英会話

英会話を始めるのによい時期。どのタイミングでスタートすればよいのか

英会話を始めるのに適した時期はいつなのだろうか。その答えはいまである。英会話にかぎった話ではないが、ものごとに習熟するのには時間がかかる。生まれてすぐに歩き出す赤ちゃんはいないし(お釈迦さまはこのかぎりではない)、いきなりエンストせずにマニュアル車に乗れる人もいない(私はいまだに公道上でエンストする)。

そして、人生の時間はかぎられている。ひとつのことに上達するのには時間がかかり、時間はかぎられている。あなたが有限資産である時間を、人生でもっとも多く持っているのがいまなのである。それゆえ、いまこそが英会話をスタートすべきタイミングということになる。

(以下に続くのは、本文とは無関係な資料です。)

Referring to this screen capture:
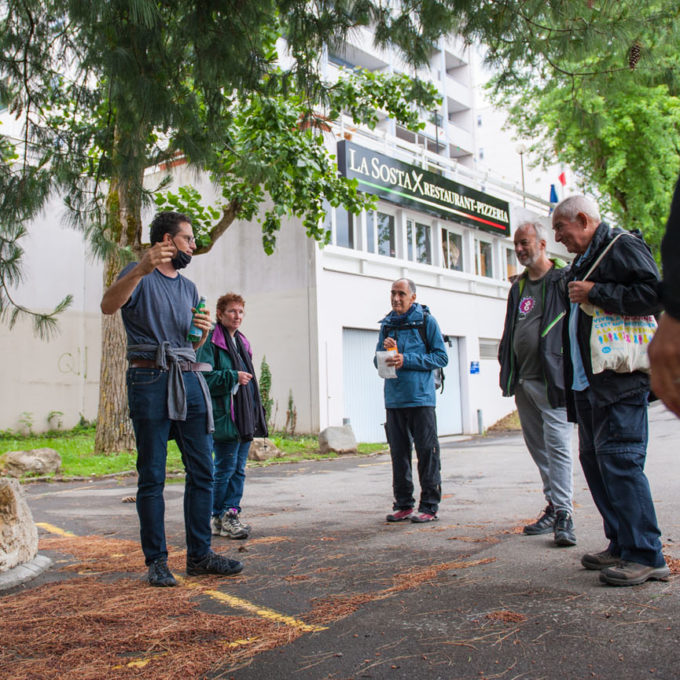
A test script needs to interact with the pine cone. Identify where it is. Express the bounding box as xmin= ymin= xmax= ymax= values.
xmin=628 ymin=40 xmax=642 ymax=70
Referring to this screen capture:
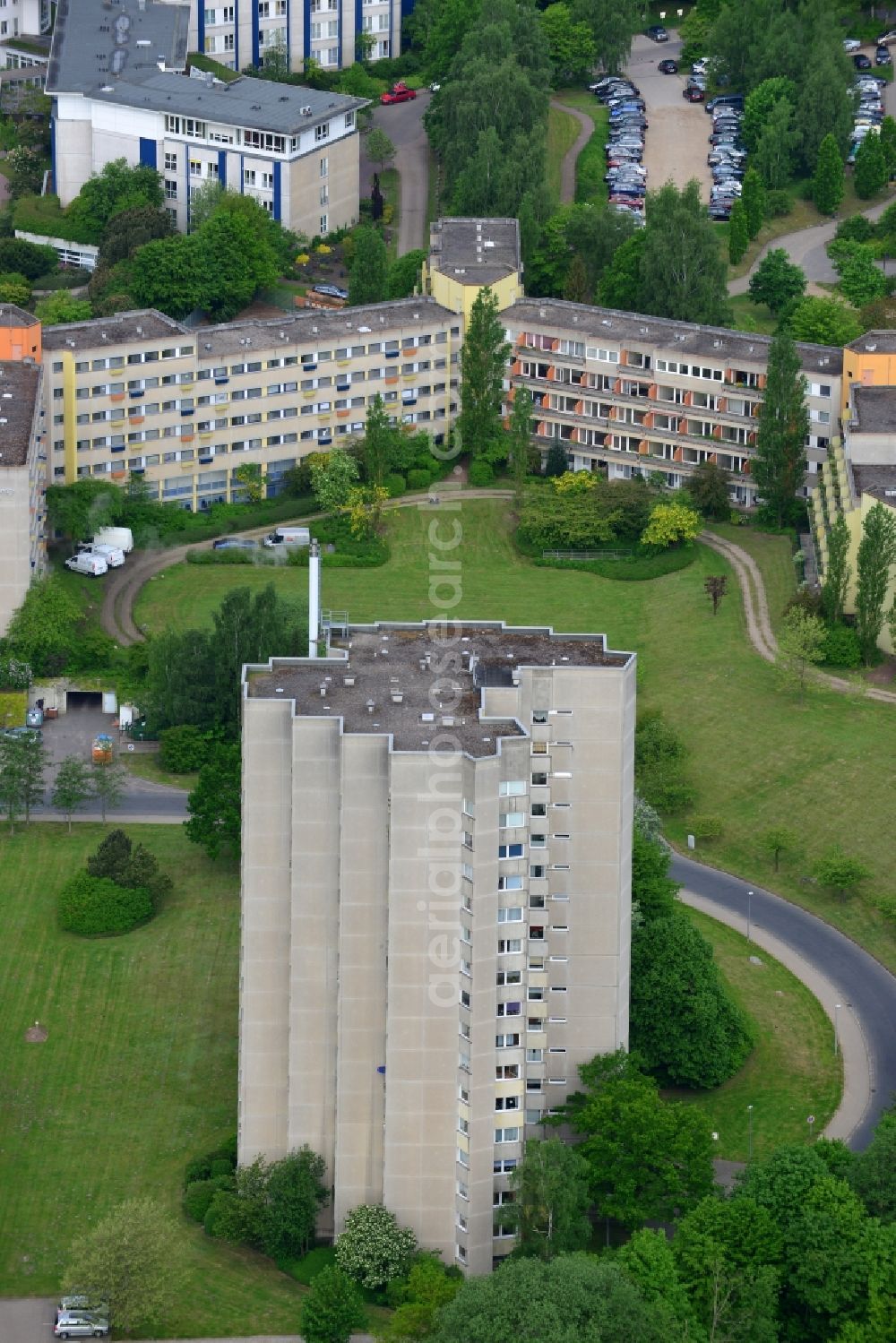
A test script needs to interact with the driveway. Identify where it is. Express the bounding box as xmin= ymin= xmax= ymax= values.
xmin=360 ymin=89 xmax=431 ymax=256
xmin=626 ymin=30 xmax=712 ymax=202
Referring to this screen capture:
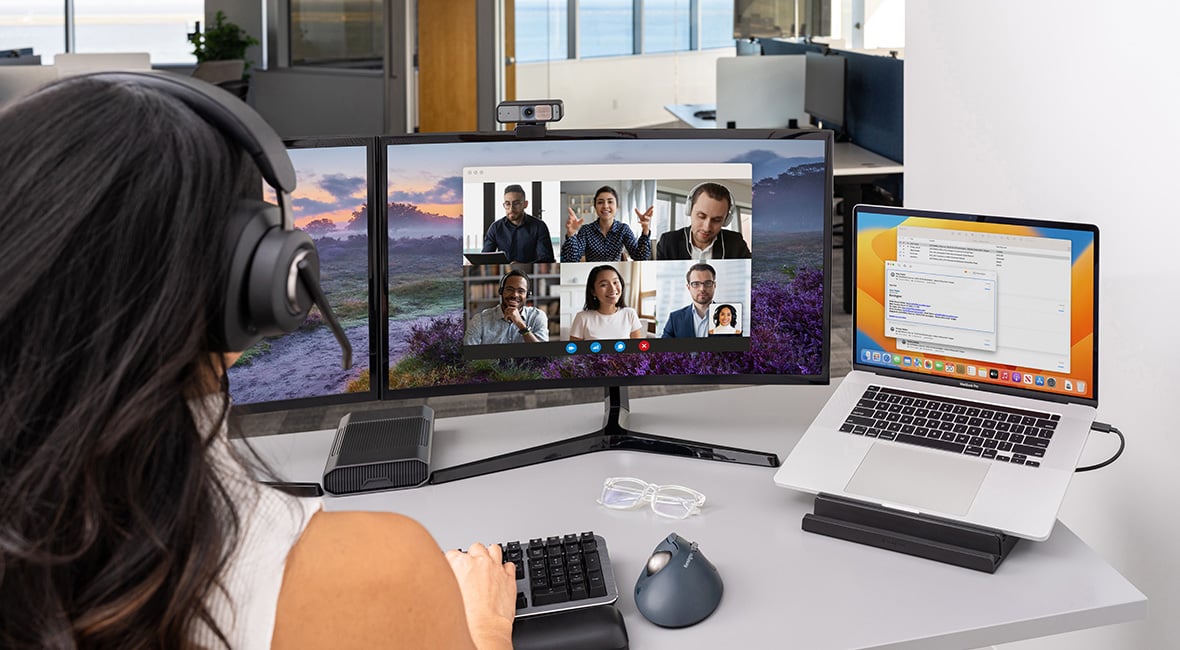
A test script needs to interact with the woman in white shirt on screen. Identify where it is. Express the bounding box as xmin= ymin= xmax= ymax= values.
xmin=570 ymin=264 xmax=643 ymax=341
xmin=709 ymin=304 xmax=741 ymax=336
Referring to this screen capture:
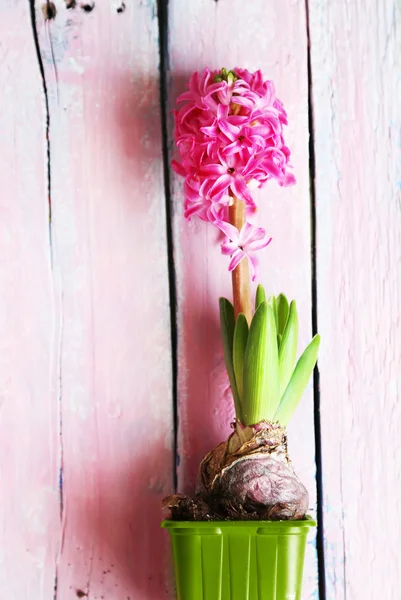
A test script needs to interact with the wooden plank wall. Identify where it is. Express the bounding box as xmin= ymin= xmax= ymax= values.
xmin=310 ymin=0 xmax=401 ymax=600
xmin=0 ymin=0 xmax=401 ymax=600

とはいえ現代人は多忙である。あなたも、忙しい合間をぬって英会話を始めたいと考えているかもしれない。そこで、もし選べるのであれば仕事の閑散期にスタートするのが望ましい。当然ながら仕事が忙しいと、それを言い訳にして毎日の英会話をサボりやすくなるからだ。

自分自身にサボる口実を与えないために、なるべく暇な時期にスタートするのがベストといえる。

なぜ日本人は、英語を話せるようにならないのか。理由は2つあると考える。

1つは大昔に人間が獲得した怠けるという性質。もう1つは日本独特の社会文化に起因する。

前者は、日本列島がまだ朝鮮半島と地続きであった時代にさかのぼる。人々は狩猟採集してくらしていた。その日暮らしで、食料が確実に手に入るという保障はない。そうすると、あてもなく新しいことに手を出すのではなく、慣れ親しんだテリトリーを中心になるべくエネルギーを消費しない生活を営むことになる。命をリスクにさらす新しいことには手を出さず同じことを繰り返す、つまり怠けるという性質が獲得されたと考える。

後者は失敗を許さない日本のハラキリ文化だ。日本人は失敗をとても恐れる。取り返しのつかない過ちを犯せば死んでお詫びをする、という文化なのだ。自衛隊に思いが通じなかった三島由紀夫は割腹したし、不祥事があると組織のトップのクビが飛ぶ。そんな社会では、人は保守化する。失敗を恐れ周囲の様子をうかがう。ムラ社会である。

このように、ただでさえ新しいことをするにはエネルギーが必要なうえに、失敗を恐れるマインドが我々にはプリインストールされている。

この前提に立ち、英会話を身につけるためには、失敗を恐れサボりたがりのあなた自身に打ち克つための工夫が必要なのだ。何かを始めようとするとき、絶対に続けてやるぞ、と意気込む情熱は尊い。しかし、その情熱ははかないものなのだ。継続するためには習慣化が必要で、習慣化するには、やらずにはいられない仕組み化が大切だ。

英会話を始めるのに適したタイミングは、選べるのであれば忙しくない時期。常に忙しいというのであれば、いまである。